Si Stiles avait été dans son état normal, sans doute lui aurait-il rétorqué qu'il n'avait nul besoin de lui demander quoi que ce soit étant donné que ce loft était le sien et ce, dans son entièreté. On dit que l'invité est roi, mais l'hôte a tous les droits, au fond. Cependant, il hocha doucement la tête et abandonna définitivement tout idée relative à un changement de position. Connaissant le loup, celui-ci chercherait à lui prendre sa douleur alors même qu'elle pouvait rester latente. S'il restait allongé ainsi, tout irait bien. A nouveau, Stiles ressentit une certaine culpabilité à l'idée de se dire qu'il était l'unique auteur de son malheur et que Derek avait eu une trop grande bonté d'âme pour l'abandonner à son sort. Stiles songea qu'il aurait pourtant dû. Pourquoi s'encombrer d'un parasite tel que lui ? Son comportement actuel dénotait d'une certaine toxicité. Si elle était pour l'instant uniquement tournée vers lui-même, qui lui disait qu'elle ne finirait pas par se diriger vers les autres ?

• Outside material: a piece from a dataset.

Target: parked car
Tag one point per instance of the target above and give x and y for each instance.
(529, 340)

- Comment tu te sens ? Demanda doucement le loup en se rapprochant un peu.

Derek commençait toujours leurs maigres entrevues avec cette question et comme toujours, Stiles ne savait pas exactement quoi répondre. Toutes ses idées et ses réflexions se bousculaient dans sa tête, mais une seule ressortit du lot à cet instant et il la verbalisa sous la forme d'un seul et unique mot.

- Stable, articula-t-il.

Stable, parce qu'il arrivait à contrôler les pulsions horribles qui ne cessaient pourtant de l'assaillir. Elles continuaient de le harceler, guettant le moindre moment de faiblesse pour le mettre à terre et le pousser à les exécuter. Faible, il l'était pourtant beaucoup à cet instant. Disons simplement... Qu'elles n'étaient pas assez fortes pour détruire sa volonté de ne pas se charcuter de la sorte. C'était difficile, parce que ces pulsions ne le quittaient pas, agissant en continu sur son mental des plus précaires. Comment pouvait-on ressentir un tel mal-être sans que celui-ci ne s'arrête une seule seconde ? Alors oui, stable était le mot adéquat pour décrire la manière dont il se sentait, son état.

Derek laissa passer quelques secondes, avant de hocher la tête, sans doute satisfait du rythme des battements de son cœur.

- J'ai à te parler, finit-il par souffler avec difficulté, comme si cela lui coûtait.

Et il le fit. Il lui présenta la situation telle qu'elle était, sans lui parler de l'étrange lien qu'il avait potentiellement avec Isaac. Il fut honnête dans chacune de ses paroles et si le regard de l'hyperactif le clouait sur place tant il était douloureux, Derek savait qu'il l'écoutait. Il avait peur, mais il l'écoutait.

Et il finit par lui donner son aval sans aucune réticence, alors que sous les draps, ses mains tremblaient, se tendaient sous l'assaut d'une nouvelle pulsion d'horreur.